On split council proposition, amendments to the amendments on the way

Illustration by Peter DeHart

The gist: Following a rocky roll out and a series of sometimes tense town halls, council members have tweaked the details of a proposition to create separate city and parish councils. Most notably, updated amendments would prohibit termed-out incumbents from sitting on either new council, clarify protocols that govern the privatization of LUS and shift the boundaries of proposed district maps. Each issue had sparked suspicion among voters of the split council’s intended purpose and outcome.

Policy whack-a-mole: When the first version of the split council amendments went public at the beginning of July, it spawned surprised and irritated opposition in several different corners.
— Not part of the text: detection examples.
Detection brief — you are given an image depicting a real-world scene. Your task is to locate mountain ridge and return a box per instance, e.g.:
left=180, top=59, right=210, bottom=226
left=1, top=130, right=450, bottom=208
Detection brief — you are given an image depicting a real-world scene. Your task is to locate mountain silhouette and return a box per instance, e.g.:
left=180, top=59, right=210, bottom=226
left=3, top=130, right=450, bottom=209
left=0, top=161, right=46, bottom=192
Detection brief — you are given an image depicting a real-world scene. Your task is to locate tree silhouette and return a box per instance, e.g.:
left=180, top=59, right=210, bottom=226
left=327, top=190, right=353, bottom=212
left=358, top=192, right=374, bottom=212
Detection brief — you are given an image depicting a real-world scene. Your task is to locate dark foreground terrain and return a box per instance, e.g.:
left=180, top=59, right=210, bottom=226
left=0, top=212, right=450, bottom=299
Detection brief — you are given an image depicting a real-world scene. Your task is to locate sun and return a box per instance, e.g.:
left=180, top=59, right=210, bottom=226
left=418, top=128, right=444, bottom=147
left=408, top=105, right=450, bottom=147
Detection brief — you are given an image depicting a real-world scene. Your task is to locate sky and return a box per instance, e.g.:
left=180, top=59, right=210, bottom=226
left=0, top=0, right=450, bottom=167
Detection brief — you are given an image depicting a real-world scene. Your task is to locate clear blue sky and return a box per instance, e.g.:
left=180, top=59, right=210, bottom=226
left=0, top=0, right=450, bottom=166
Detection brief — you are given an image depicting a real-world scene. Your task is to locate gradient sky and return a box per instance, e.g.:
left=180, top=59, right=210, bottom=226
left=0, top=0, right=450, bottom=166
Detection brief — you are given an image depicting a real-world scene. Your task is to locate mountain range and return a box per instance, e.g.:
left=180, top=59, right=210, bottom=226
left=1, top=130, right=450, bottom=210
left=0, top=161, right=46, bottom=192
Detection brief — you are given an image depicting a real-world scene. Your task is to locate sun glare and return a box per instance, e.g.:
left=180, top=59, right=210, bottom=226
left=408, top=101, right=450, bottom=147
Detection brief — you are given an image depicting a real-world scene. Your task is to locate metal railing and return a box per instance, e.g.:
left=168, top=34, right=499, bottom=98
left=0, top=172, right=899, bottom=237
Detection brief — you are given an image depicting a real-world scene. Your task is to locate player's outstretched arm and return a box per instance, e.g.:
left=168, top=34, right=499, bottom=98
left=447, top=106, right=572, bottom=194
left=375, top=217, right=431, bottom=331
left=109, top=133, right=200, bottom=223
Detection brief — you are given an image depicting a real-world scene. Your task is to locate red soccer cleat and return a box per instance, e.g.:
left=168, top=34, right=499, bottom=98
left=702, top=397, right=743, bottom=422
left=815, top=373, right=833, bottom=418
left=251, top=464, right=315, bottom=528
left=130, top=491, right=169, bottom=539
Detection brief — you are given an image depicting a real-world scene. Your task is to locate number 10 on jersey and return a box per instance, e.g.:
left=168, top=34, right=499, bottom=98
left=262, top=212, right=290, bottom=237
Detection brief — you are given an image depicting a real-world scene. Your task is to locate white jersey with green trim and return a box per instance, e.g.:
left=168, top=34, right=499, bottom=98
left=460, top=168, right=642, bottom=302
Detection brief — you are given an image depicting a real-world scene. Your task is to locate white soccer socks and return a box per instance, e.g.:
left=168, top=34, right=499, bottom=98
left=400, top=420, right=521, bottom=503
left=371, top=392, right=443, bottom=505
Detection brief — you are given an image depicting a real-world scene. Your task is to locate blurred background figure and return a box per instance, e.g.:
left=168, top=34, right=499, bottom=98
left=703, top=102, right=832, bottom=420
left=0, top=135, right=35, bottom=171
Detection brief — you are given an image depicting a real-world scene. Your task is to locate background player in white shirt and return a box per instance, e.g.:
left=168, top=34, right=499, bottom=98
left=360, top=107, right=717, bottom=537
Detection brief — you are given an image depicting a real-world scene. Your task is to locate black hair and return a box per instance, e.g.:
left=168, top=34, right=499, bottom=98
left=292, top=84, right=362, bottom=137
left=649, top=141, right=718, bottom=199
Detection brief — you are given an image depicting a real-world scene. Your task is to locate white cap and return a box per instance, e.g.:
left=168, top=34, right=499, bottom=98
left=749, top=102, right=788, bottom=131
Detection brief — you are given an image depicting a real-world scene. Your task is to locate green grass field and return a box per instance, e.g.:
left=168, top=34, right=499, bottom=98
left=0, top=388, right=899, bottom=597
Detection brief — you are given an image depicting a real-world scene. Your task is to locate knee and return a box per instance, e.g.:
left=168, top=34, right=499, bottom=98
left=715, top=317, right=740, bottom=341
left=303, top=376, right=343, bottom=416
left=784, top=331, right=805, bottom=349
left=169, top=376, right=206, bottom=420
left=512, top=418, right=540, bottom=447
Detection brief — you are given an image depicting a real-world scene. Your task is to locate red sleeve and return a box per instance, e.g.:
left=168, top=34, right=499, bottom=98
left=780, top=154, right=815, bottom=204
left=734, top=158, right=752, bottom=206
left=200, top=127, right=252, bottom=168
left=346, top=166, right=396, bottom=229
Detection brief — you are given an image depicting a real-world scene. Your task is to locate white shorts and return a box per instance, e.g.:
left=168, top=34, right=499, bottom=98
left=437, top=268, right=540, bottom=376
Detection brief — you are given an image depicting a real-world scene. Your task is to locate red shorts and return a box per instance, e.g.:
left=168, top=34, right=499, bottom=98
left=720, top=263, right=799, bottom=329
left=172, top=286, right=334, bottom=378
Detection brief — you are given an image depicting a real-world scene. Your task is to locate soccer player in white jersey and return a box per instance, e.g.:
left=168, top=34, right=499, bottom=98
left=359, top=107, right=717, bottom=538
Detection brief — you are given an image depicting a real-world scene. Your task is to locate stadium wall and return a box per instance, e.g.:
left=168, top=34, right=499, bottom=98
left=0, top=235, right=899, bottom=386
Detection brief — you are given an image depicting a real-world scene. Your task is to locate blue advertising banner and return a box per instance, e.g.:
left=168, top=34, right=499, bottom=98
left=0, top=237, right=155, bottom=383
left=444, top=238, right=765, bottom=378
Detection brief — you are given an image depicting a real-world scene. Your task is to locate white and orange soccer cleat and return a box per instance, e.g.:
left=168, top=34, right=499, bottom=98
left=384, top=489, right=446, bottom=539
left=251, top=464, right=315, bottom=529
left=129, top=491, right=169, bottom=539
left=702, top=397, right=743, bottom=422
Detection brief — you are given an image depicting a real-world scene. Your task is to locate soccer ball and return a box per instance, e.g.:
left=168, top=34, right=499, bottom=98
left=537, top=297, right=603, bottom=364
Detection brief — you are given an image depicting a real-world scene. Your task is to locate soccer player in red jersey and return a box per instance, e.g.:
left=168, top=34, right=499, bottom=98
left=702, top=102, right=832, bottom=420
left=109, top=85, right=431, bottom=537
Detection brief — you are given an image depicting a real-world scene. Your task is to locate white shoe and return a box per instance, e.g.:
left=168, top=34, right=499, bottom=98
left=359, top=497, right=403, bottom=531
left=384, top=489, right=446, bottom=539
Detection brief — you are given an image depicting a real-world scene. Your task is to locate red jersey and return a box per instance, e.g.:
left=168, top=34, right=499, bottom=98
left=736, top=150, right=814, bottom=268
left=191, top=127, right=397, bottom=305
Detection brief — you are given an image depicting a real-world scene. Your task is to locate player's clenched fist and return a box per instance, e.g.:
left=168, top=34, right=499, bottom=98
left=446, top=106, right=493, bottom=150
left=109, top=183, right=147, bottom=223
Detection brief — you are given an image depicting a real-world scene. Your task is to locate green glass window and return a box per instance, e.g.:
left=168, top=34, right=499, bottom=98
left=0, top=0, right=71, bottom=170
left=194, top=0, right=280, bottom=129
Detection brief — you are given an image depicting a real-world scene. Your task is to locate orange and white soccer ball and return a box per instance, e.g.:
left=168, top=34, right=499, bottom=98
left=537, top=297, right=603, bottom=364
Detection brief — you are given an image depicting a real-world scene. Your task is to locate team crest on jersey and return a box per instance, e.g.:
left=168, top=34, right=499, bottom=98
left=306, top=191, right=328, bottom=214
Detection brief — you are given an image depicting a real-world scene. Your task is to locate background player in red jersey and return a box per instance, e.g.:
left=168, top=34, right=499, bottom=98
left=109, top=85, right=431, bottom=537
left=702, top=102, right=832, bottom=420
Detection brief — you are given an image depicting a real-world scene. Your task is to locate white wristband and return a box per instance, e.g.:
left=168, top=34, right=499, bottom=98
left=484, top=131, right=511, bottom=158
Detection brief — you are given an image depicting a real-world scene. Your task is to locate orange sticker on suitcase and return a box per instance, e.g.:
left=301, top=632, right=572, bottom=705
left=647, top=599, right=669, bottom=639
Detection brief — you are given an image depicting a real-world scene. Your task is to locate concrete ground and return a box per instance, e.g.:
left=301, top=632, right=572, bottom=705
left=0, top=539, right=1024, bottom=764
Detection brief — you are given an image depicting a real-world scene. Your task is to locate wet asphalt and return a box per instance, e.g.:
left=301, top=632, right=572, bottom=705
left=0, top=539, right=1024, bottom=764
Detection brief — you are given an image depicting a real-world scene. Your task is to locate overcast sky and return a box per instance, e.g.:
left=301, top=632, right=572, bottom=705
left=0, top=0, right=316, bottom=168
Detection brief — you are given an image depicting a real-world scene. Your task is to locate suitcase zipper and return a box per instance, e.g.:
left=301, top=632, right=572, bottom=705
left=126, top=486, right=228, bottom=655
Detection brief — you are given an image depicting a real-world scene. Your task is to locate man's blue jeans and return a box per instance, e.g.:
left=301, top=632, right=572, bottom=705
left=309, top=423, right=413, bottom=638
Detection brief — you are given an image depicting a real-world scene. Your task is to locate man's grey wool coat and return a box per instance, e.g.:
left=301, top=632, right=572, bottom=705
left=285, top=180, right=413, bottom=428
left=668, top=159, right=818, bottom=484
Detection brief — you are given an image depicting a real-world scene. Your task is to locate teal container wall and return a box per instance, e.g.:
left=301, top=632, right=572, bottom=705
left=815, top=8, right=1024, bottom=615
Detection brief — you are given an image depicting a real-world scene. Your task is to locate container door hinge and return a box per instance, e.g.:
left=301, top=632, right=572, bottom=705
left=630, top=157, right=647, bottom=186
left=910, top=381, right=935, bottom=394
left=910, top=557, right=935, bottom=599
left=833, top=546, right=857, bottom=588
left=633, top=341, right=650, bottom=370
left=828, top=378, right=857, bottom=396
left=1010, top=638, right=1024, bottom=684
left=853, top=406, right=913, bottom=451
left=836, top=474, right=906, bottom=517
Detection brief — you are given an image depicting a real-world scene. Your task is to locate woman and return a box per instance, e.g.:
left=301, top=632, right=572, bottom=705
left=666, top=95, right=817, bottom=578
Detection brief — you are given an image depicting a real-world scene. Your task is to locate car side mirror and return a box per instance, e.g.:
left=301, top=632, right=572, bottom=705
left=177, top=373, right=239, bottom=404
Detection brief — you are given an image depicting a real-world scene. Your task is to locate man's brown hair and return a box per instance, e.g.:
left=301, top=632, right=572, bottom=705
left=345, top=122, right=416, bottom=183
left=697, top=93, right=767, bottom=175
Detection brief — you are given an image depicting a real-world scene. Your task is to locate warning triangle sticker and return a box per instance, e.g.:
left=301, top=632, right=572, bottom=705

Backers of the proposition contend that the proposition was just that: a proposal to be refined. Over the last three weeks, cosponsors Bruce Conque and Jay Castille have worked to mollify the overriding concerns, and the latest amendments published July 5 are the result. Here are the major updates as they stand:

Maps: The parish district map remains the same. The city map creates two majority-minority districts roughly based on areas currently represented by Kenneth Boudreaux and Pat Lewis, the council’s two black council members. Downtown would move to District 5, the majority black district based on Boudreaux’s current boundaries; it was originally included in proposed District 2, which is based on Bruce Conque’s current district.

Term limits: Updated language prohibits term-limited council members from sitting on either council. There are four termed-out members: Boudreaux, Castile, Jared Bellard and William Theriot.

LUS: Charter provisions governing the sale or lease of LUS are expanded to account for professional management agreements, the acquisition creature currently considered by the Robideaux administration. The provision closes a “loophole” whereby a management agreement would not require approval by general election and clarifies that an election would be called by vote of the city council, not the combined council as currently practiced. The original charter only explicitly considers a sale or lease. Robideaux has acknowledged receipt of a legal opinion, related to management agreement, that the arrangement would circumvent a sale.

What to watch for: Final tweaks and a final vote at the Aug. 7 council meeting. Councilwomen Hebert and Nanette Cook will propose a “rollover” mechanism to tweak the term limit provisions. Hebert, Cook, Naquin and Conque would deduct terms served on the city-parish council from future eligibility. Conque, for instance, has served one term and would thus be eligible for two more on the city council, should he run.

Conque says he will tweak the LUS provision to require at least a two-thirds vote — oddly, in this case, four out of five — of the city council to call for an election in the event of a sale, lease or management agreement monetizing LUS.

Early indication is the split council proposition has the the six votes required to call an election this fall. Although once it goes to the public, all bets are off. Success at the ballot box largely depends on whether the changes made sufficiently satisfy voter skepticism.

“My constituents feel like they’ve been listened to,” says Liz Hebert. Hebert says term limits was the overriding concern. Still, assuming the council votes to put the proposition before voters in December, it’s likely that opposition will continue to mount. Opponents argue the proposition is rushed, that the details are unknown and that their policy prescriptions won’t fix the problems they’re meant to solve.